El modelo empobrecedor que aisló a nuestro país del mundo empieza a desmoronarse definitivamente. La flamante ARCA definió nuevas reglas eliminando trámites absurdos y exigencias asfixiantes para una amplia variedad de productos importados. El régimen sobre compras internacionales “puerta a puerta” sumó cambios estructurales simplificando el ingreso de paquetes al territorio. Esta libertad comercial ya no resulta un simple eslogan de campaña, sino pura realidad palpable.
Durante años, cada ciudadano del conurbano y la capital sufrió las trabas generadas por burócratas decidiendo qué podíamos consumir. Los envíos deberán cumplir con condiciones puntuales sobre valor, cantidad y uso personal para entrar legalmente. A cambio, quedan exceptuados de históricas intervenciones estatales que antes demoraban eternamente la llegada de nuestras encomiendas. Es un golpe letal hacia el corazón del proteccionismo prebendario.
Para que un paquete pueda ingresar a la Argentina bajo este esquema simplificado, debe respetar ciertas pautas de sentido común.
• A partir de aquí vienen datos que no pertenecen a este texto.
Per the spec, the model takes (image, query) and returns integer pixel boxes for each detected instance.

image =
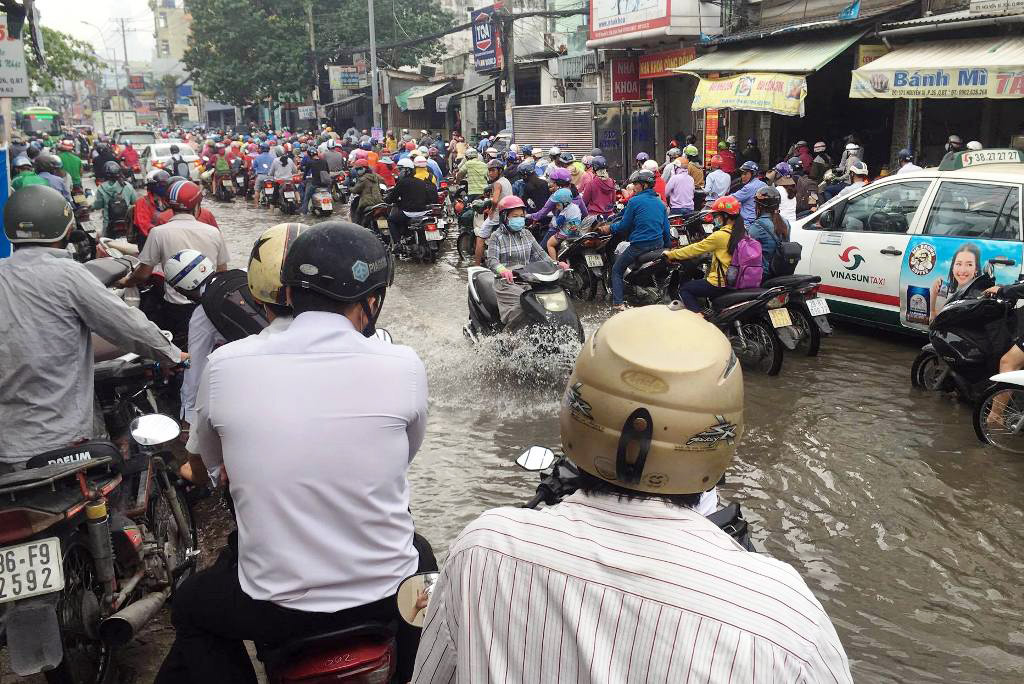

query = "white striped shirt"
[413,493,853,684]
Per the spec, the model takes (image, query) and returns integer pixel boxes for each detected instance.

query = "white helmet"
[559,305,743,495]
[164,250,216,292]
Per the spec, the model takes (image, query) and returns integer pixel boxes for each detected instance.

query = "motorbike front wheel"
[729,320,782,375]
[974,384,1024,454]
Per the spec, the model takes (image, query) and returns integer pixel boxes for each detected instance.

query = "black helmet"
[754,185,782,210]
[281,220,394,302]
[3,185,75,245]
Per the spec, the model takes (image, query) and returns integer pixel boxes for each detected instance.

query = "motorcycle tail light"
[0,508,63,544]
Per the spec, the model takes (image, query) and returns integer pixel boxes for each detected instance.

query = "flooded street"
[46,193,1024,682]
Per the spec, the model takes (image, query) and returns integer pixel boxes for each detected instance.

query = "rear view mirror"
[394,572,440,627]
[515,446,555,472]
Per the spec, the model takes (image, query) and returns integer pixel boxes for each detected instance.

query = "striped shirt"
[413,493,853,684]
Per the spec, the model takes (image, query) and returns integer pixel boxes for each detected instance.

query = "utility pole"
[367,0,384,133]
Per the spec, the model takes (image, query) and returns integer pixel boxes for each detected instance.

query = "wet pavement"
[9,192,1024,682]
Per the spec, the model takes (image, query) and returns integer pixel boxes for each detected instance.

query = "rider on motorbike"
[156,220,436,684]
[0,185,188,467]
[412,306,853,684]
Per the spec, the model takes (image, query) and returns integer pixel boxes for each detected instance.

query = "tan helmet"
[559,306,743,495]
[248,223,309,306]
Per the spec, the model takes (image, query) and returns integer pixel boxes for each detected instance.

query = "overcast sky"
[36,0,154,61]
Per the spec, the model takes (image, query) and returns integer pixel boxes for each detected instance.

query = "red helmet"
[165,180,203,212]
[711,195,739,216]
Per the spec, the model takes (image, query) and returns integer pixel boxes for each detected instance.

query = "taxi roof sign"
[939,148,1024,171]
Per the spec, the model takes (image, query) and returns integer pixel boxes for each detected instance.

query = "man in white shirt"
[413,306,853,684]
[156,221,436,684]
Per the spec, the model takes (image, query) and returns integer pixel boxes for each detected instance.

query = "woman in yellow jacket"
[665,196,746,312]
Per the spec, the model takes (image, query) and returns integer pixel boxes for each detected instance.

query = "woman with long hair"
[665,195,746,312]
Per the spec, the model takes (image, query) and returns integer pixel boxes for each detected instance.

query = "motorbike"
[463,260,584,348]
[761,273,833,356]
[910,270,1017,403]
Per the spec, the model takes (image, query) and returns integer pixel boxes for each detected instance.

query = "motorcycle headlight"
[536,292,569,312]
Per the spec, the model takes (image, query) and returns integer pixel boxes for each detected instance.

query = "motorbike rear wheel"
[729,320,782,375]
[973,383,1024,454]
[44,532,114,684]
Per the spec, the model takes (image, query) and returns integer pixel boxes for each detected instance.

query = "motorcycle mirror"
[515,446,555,472]
[131,414,181,446]
[394,572,440,627]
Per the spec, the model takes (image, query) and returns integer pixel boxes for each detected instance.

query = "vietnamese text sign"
[692,72,806,117]
[638,47,697,79]
[850,65,1024,99]
[611,59,640,101]
[590,0,671,40]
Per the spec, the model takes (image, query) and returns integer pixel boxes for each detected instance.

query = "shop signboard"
[611,59,640,102]
[590,0,672,40]
[850,65,1024,99]
[692,74,807,117]
[637,47,697,79]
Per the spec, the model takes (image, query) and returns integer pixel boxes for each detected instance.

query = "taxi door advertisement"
[899,236,1022,331]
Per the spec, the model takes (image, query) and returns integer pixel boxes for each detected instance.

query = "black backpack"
[200,268,270,342]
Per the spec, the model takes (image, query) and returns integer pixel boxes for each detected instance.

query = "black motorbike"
[463,260,584,348]
[910,270,1017,402]
[516,446,757,552]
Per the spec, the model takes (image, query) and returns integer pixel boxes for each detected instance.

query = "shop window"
[818,180,931,233]
[925,181,1020,240]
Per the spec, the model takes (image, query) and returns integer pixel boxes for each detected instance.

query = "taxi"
[791,149,1024,332]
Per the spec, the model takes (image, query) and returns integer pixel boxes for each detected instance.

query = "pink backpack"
[725,236,764,290]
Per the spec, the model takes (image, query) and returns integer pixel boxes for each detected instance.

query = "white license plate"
[807,297,831,315]
[0,537,63,603]
[768,308,793,328]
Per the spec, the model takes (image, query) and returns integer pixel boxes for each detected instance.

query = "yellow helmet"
[248,223,309,306]
[559,306,743,495]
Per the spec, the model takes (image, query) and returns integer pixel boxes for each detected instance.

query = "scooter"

El límite de valor establece que el monto total adquirido no superará los 3.000 dólares FOB por envío. Se trata de un salto sustancial respecto a las miserias permitidas durante las administraciones estatistas anteriores.
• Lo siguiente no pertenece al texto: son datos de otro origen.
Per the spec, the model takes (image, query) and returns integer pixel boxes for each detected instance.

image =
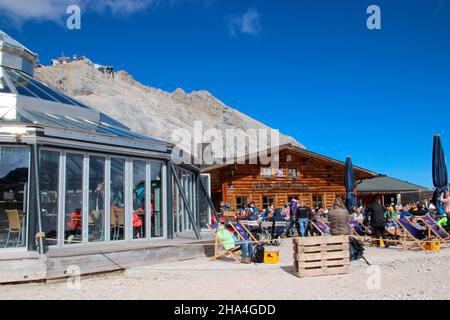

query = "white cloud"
[0,0,171,24]
[227,9,261,36]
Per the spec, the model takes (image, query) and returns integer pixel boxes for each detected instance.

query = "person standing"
[297,202,311,237]
[441,192,450,215]
[285,198,297,238]
[328,197,351,236]
[367,199,389,248]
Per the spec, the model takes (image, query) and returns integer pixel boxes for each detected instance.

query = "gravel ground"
[0,239,450,300]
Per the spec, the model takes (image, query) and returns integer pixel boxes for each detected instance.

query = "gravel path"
[0,240,450,300]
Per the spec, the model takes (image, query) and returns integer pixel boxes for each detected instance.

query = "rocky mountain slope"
[36,60,303,155]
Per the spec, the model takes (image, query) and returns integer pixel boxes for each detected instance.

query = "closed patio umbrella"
[433,134,448,207]
[345,157,356,211]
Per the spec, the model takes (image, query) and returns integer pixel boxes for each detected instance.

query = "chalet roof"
[201,143,380,179]
[356,176,429,193]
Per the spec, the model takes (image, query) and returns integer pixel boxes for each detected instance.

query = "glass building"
[0,31,209,252]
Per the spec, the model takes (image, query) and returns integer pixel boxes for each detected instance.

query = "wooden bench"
[293,236,350,278]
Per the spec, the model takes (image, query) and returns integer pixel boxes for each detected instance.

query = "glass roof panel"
[6,69,58,102]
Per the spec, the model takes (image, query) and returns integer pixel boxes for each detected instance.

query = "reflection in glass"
[150,161,164,237]
[39,150,59,245]
[0,147,30,248]
[133,160,146,239]
[110,158,125,241]
[88,156,105,242]
[64,153,84,244]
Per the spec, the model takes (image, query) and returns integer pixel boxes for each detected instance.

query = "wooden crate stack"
[294,236,350,278]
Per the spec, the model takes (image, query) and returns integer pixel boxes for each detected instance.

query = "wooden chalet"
[201,144,378,210]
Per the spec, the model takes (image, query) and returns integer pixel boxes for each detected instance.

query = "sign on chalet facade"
[202,145,377,209]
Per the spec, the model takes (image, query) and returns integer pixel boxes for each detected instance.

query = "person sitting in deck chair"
[216,224,253,264]
[328,197,352,236]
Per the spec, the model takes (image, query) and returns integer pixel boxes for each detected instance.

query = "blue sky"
[0,0,450,187]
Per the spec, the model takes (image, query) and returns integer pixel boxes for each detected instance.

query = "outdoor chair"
[208,223,241,263]
[419,216,450,248]
[311,221,330,236]
[231,222,258,243]
[5,209,23,248]
[393,218,436,251]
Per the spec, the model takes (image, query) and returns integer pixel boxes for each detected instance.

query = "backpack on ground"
[252,244,264,263]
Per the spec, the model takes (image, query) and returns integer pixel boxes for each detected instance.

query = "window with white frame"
[261,167,272,178]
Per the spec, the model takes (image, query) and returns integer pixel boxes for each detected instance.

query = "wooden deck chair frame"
[310,221,330,236]
[208,224,241,263]
[231,222,258,243]
[393,218,432,252]
[418,217,450,248]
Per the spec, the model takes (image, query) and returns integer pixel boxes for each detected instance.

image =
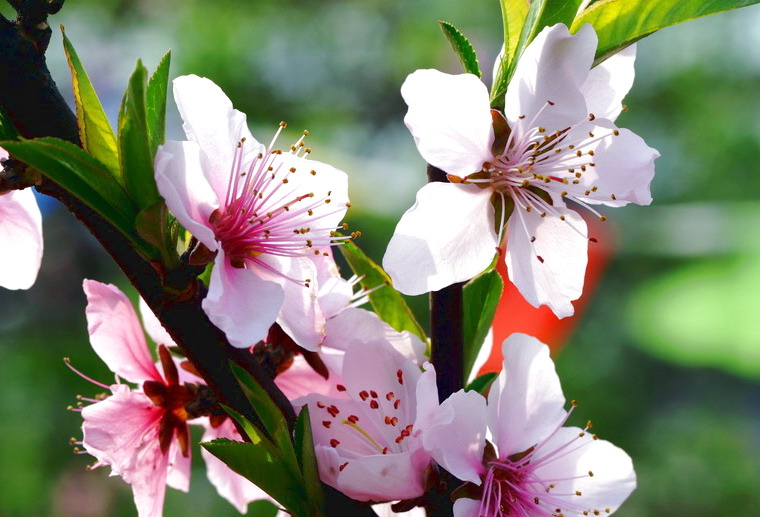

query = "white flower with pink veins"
[383,24,659,317]
[422,334,636,517]
[0,148,42,289]
[155,75,348,350]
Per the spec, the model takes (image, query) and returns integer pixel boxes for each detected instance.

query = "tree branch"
[0,7,375,516]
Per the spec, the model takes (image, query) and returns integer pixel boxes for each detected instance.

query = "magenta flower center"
[209,124,345,276]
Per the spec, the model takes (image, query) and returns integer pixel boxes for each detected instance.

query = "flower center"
[209,122,347,283]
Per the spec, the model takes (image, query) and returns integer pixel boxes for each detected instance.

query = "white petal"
[488,334,566,458]
[139,298,176,347]
[82,280,163,383]
[506,206,588,318]
[277,257,325,352]
[383,183,497,295]
[401,70,493,176]
[422,390,486,485]
[581,43,636,121]
[323,307,425,375]
[172,75,264,199]
[0,189,43,289]
[534,427,636,515]
[154,138,219,251]
[202,249,283,348]
[504,24,597,133]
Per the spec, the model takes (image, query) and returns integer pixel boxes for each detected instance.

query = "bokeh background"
[0,0,760,517]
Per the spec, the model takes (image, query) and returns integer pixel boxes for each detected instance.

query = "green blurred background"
[0,0,760,517]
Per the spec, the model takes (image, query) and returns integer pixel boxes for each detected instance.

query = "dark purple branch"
[0,6,375,517]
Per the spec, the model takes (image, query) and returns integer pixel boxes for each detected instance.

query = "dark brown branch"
[0,7,375,517]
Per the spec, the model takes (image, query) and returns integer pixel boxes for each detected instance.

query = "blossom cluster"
[0,19,659,517]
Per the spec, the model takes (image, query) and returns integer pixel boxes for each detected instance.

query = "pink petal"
[202,249,283,348]
[0,189,43,289]
[277,257,325,352]
[82,385,163,476]
[504,24,597,134]
[82,280,163,383]
[274,355,344,400]
[568,119,660,206]
[422,390,486,485]
[336,450,430,501]
[506,206,588,318]
[534,427,636,515]
[401,70,493,176]
[166,440,192,492]
[172,75,264,199]
[581,43,636,121]
[322,307,425,375]
[138,298,176,347]
[454,498,480,517]
[383,183,498,295]
[154,138,224,251]
[201,419,274,514]
[488,334,566,458]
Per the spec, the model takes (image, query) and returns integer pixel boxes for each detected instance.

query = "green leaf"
[338,241,427,342]
[119,61,160,210]
[570,0,760,63]
[145,51,171,156]
[491,0,582,109]
[438,21,483,77]
[201,438,314,517]
[230,362,299,471]
[295,405,325,515]
[464,372,498,396]
[462,270,504,378]
[0,137,139,236]
[0,106,19,140]
[61,25,119,177]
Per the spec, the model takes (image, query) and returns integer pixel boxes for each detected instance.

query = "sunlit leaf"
[462,270,504,378]
[0,137,137,236]
[61,26,119,176]
[201,438,314,517]
[571,0,760,63]
[438,21,483,77]
[338,241,427,341]
[145,51,171,156]
[119,61,160,210]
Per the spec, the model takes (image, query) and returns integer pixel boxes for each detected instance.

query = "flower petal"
[422,390,486,485]
[383,183,497,295]
[454,497,480,517]
[154,142,223,251]
[139,298,176,347]
[0,189,43,289]
[567,119,660,206]
[202,249,283,348]
[172,75,265,199]
[82,385,164,475]
[581,43,636,121]
[534,427,636,515]
[322,307,425,375]
[201,419,274,514]
[488,334,567,458]
[504,24,597,133]
[82,280,163,383]
[401,70,493,176]
[277,257,325,352]
[506,206,588,318]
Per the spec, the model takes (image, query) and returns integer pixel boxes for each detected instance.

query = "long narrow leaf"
[571,0,760,63]
[61,25,119,177]
[338,242,427,341]
[0,137,137,236]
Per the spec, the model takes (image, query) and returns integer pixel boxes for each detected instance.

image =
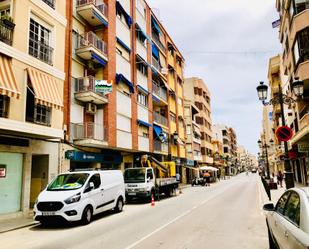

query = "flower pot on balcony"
[1,15,15,29]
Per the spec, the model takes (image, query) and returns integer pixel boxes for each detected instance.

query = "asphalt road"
[0,174,268,249]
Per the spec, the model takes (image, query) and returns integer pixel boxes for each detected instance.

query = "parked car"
[34,170,125,224]
[263,188,309,249]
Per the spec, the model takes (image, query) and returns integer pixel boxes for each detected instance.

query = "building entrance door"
[30,155,49,208]
[0,152,23,214]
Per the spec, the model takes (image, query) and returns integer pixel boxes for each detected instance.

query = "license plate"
[42,212,55,216]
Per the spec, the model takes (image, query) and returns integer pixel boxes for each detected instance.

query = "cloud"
[148,0,281,152]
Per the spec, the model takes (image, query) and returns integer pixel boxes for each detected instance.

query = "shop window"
[0,95,10,118]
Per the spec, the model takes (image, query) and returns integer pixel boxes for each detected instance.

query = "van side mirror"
[263,203,275,211]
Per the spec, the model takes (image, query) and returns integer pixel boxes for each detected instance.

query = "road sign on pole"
[276,126,293,142]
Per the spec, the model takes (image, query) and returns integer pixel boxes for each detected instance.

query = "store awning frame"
[27,67,63,109]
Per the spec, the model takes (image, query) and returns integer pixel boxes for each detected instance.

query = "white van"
[34,170,125,224]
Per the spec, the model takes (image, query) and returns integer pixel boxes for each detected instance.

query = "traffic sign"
[276,126,293,142]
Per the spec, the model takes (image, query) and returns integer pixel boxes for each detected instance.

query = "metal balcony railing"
[42,0,55,9]
[76,0,108,17]
[77,31,107,56]
[153,112,167,126]
[75,76,102,95]
[29,38,54,65]
[0,20,14,45]
[71,122,107,141]
[152,81,167,101]
[153,140,168,153]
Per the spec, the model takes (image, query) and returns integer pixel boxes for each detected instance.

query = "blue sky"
[147,0,281,153]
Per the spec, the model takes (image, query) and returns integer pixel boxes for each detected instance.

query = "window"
[0,95,10,118]
[42,0,55,9]
[284,192,300,226]
[29,19,53,65]
[34,105,51,125]
[137,92,148,107]
[89,174,101,189]
[294,27,309,65]
[276,192,290,215]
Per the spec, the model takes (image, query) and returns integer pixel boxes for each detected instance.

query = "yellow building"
[0,0,67,217]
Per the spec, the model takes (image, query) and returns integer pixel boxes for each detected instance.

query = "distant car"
[263,187,309,249]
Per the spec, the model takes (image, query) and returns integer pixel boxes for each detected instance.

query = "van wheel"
[81,206,92,225]
[114,197,123,213]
Dicha normativa apunta a beneficiar al consumidor final, esquivando a los grandes importadores tradicionales. Las operaciones deben destinarse al consumo propio, sin fines comerciales ni reventa en el mercado local. Además, esta reglamentación fija una cifra máxima permitiendo traer hasta 3 unidades de la misma especie por caja.
Uno de los logros más importantes impulsados por el gobierno de Javier Milei es la destrucción de certificaciones previas inútiles. Estos arribos internacionales quedan eximidos de cualquier intervención del Instituto Nacional de Alimentos (INAL). Ya no interviene la ANMAT en preparaciones de tocador, perfumería o cosmética.
Aquel delirio regulatorio kirchnerista exigía papelería hasta para importar unas zapatillas deportivas. Ahora no pedirán homologaciones locales, normas técnicas, medidas de salvaguardia ni derechos compensatorios antidumping. Los bultos quedan fuera del Sistema Digital de Identificación de Productos y se eliminan las prohibiciones con carácter económico comercial.
La salud junto a necesidades urgentes también encontraron una vía razonable en esta flexibilización operativa. Como excepción, permiten ingresar especialidades medicinales para uso exclusivo del comprador o un familiar directo. En este caso particular, nuestra aduana sí podrá requerir autorización previa de la autoridad sanitaria si corresponde.
El procedimiento varía según aquel portal de comercio electrónico extranjero o tienda donde se realice la adquisición. Si dicho sitio cobra los impuestos y la tasa postal al momento del pago, enviarán esos datos al correo nacional. Allí ponen a disposición tu declaración prellenada y el usuario tiene 24 horas para validarla antes de que vaya directo al domicilio. Si omitís hacerlo, la empresa queda habilitada a presentarla automáticamente.
Las transacciones tradicionales, donde la página no percibe tributos por adelantado, requieren un proceso levemente distinto. Antes de que esa encomienda pise suelo argentino, el destinatario recibe una notificación con su número de seguimiento. Hay que ingresar a la web del correo, revisar la declaración y pagar los costos de almacenamiento junto a los aranceles aduaneros. Una vez verificado el desembolso, liberan la mercadería.
Nuestro Estado deja de tratar al laburante como delincuente, manteniendo su potestad de fiscalización inteligente. La dependencia recaudadora podrá realizar controles por escáner o métodos no intrusivos mediante verificación automática. En el caso de libros, impresos y documentación, el ingreso resulta directo hasta tu casa, sin papeleríos complejos.
Si los inspectores deciden hacer una constatación física del bulto, un representante postal actuará en nombre del importador. Quienes prefieran estar presentes durante esa revisión deben manifestarlo expresamente antes de que el envío llegue al territorio. Esta simplificación es un éxito de la gestión libertaria cumpliendo su promesa de sacarle el peso burocrático a los argentinos.
Lo que tenés que saber sobre el nuevo régimen aduanero
- Toque al límite: Podés comprar artículos en el exterior por hasta 3.000 dólares.
- Fin de trabas: Afuera los sellos del (INAL) y la ANMAT para perfumes y alimentos.
- Proceso veloz: Si la plataforma te cobra los impuestos de antemano, el paquete va derecho a tu puerta.
- Condiciones lógicas: Aplica exclusivamente para uso personal y hasta un máximo de 3 unidades idénticas por caja.